Guns and Libertarianism

by David S. D'Amato
Jan. 09, 2013

The tragedy in Newtown, Connecticut, has expectedly renewed interest in the “gun debate,” animating the worst inclinations of both the left and right halves of the statist conversation. Some conservative quarters are calling for something like armed-to-the-teeth military police to be stationed in the country’s schools. Progressives have naturally fallen back on all of the stock bilge in adjuring for stricter gun laws. It would thus seem to be as good a time as any for libertarians to interpose with some much-needed nuance, with a sane rejoinder to the constant insistence for more state intervention in our lives.

Libertarians assess the gun question quite differently than do those in the statist mainstream, evaluating it not in isolation, on an ad hoc basis, but in terms of general principles.
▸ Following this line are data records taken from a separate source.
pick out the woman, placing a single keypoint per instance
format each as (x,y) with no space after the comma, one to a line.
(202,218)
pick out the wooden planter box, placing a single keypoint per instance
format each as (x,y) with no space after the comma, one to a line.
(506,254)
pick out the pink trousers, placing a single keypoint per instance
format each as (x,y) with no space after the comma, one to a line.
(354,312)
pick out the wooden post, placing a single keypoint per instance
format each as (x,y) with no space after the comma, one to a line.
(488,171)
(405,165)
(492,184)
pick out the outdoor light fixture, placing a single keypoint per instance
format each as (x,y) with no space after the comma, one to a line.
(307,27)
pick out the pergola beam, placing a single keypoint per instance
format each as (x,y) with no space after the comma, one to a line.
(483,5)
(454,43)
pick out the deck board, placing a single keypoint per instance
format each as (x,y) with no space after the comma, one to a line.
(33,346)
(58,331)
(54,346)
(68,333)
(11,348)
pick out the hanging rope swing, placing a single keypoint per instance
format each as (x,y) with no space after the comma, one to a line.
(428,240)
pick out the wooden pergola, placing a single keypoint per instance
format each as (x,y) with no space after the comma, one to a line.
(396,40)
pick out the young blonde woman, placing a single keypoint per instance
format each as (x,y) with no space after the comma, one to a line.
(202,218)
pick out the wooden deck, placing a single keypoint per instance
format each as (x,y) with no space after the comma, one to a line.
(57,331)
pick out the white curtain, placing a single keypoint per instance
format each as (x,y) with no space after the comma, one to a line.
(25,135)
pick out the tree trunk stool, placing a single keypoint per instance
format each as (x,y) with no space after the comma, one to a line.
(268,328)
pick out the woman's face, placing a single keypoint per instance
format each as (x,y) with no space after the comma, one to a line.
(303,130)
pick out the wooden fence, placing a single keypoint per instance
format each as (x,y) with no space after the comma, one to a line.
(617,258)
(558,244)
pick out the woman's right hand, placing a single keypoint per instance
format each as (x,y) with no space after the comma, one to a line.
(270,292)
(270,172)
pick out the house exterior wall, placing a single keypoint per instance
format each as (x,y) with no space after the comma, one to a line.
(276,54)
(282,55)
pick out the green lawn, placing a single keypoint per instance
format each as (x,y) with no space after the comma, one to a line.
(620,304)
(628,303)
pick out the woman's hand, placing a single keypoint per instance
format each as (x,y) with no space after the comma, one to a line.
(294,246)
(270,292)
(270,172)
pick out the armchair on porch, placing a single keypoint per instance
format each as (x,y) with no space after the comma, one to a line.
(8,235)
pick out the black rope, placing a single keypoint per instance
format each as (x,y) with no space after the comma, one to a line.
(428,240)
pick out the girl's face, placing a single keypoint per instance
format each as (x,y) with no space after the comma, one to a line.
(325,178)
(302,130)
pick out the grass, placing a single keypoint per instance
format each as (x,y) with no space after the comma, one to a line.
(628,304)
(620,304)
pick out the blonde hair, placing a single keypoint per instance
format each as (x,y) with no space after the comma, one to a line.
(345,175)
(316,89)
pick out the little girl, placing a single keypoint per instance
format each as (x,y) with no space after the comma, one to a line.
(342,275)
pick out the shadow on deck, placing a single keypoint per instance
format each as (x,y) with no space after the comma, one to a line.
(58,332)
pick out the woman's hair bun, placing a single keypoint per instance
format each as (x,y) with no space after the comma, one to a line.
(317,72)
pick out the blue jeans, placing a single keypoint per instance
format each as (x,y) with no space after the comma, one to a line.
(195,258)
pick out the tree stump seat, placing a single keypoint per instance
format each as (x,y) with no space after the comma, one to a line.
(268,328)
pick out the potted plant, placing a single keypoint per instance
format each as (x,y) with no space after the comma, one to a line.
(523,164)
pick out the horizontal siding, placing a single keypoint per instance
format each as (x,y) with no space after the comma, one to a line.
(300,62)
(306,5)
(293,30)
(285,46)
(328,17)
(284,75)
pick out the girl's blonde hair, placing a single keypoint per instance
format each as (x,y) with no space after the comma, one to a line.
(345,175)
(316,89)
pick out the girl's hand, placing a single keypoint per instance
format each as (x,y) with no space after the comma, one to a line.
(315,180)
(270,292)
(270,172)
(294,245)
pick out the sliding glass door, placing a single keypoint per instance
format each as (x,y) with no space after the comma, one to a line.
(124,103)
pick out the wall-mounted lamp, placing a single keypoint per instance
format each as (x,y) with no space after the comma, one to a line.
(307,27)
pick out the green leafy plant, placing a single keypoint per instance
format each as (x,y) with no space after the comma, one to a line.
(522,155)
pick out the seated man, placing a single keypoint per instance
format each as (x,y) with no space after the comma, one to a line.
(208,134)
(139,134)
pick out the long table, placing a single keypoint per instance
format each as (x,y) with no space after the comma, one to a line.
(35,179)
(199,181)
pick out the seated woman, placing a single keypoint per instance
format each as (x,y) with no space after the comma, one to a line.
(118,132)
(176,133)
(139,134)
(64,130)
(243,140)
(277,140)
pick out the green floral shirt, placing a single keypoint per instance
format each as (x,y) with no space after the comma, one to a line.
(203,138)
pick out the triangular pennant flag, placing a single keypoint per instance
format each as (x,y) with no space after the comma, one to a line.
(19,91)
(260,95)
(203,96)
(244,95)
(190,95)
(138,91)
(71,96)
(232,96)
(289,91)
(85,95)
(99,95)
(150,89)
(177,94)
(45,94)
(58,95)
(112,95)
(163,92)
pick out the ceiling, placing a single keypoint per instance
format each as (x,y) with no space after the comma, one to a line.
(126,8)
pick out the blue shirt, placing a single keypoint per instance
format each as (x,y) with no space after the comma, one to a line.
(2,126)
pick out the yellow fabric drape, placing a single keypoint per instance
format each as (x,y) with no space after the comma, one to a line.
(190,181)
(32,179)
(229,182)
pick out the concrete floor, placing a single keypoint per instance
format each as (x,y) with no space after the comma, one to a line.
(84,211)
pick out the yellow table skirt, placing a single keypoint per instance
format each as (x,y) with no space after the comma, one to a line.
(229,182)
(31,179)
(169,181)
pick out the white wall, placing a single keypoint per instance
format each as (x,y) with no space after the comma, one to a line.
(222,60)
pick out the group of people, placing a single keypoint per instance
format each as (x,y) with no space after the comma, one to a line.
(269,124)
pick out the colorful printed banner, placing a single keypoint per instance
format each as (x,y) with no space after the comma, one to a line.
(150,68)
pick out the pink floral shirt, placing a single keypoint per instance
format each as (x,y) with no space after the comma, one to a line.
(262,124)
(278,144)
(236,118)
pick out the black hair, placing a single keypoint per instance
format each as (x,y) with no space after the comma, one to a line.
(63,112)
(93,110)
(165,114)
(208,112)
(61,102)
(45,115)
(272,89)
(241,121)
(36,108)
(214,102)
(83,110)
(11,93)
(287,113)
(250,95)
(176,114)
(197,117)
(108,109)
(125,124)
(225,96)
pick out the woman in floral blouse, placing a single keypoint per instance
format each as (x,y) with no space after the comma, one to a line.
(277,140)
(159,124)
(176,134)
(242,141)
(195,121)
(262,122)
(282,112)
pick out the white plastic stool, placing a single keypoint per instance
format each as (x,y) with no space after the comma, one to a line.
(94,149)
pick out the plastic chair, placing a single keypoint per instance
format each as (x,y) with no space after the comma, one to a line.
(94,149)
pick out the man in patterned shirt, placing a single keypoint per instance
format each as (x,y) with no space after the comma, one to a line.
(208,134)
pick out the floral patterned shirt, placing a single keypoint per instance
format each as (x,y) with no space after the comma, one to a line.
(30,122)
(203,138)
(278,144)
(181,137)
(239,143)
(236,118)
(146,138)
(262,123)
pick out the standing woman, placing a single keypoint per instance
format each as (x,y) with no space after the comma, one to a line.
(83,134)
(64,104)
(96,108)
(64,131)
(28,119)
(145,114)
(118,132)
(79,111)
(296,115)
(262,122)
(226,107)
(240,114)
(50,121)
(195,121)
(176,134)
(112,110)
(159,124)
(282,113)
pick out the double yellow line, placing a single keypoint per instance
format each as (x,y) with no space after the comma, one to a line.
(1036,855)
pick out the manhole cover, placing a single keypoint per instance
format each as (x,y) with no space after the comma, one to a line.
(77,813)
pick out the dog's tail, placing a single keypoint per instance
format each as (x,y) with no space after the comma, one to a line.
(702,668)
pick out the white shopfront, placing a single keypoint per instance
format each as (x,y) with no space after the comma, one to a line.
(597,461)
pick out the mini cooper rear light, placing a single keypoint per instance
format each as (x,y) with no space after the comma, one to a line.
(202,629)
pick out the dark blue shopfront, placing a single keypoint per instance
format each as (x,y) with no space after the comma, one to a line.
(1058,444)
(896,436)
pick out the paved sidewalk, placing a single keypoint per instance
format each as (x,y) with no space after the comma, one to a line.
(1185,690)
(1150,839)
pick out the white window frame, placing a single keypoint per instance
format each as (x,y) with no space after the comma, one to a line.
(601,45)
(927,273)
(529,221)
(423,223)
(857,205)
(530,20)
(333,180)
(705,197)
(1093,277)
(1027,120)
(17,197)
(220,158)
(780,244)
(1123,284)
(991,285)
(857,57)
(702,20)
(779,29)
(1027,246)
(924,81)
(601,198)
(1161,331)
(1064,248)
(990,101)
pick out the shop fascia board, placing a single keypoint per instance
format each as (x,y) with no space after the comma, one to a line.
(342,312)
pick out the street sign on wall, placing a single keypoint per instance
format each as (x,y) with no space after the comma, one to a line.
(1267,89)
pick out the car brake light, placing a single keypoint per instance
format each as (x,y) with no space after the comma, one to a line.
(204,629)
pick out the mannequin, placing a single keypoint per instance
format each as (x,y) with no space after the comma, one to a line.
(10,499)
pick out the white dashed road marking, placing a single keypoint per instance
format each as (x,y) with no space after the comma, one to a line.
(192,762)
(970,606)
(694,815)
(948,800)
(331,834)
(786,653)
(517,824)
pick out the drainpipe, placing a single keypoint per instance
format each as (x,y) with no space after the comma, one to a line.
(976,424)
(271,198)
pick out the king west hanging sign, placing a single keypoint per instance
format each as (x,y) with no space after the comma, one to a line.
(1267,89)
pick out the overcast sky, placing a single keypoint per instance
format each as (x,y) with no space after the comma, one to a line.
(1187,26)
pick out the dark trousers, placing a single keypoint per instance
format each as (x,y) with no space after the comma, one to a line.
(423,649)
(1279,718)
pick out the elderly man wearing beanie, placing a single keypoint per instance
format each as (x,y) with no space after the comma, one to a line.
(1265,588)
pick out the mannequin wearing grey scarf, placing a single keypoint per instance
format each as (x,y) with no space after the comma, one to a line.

Libertarianism, by definition, is not something that can be enacted from on high, declared by fiat to be the governing rule. Rather, it is a benchmark, allowing us to scrutinize society and government as they are now and to imagine them as they should and could be. As applied to the question of guns and gun violence, the libertarian ethic demonstrates forthwith that instead of actually removing guns and attending savagery from society, the state merely chooses who is allowed to hold firearms and engage in such savagery. More-stringent control of firearms never impedes the madman or common criminal, never dissuades the miscreant for whom law and order are regarded as worthless anyway. Further, such control is decidedly not applied to the agents of the state itself, which at the present moment must be considered the most aggressive and abusive criminal actor currently operating.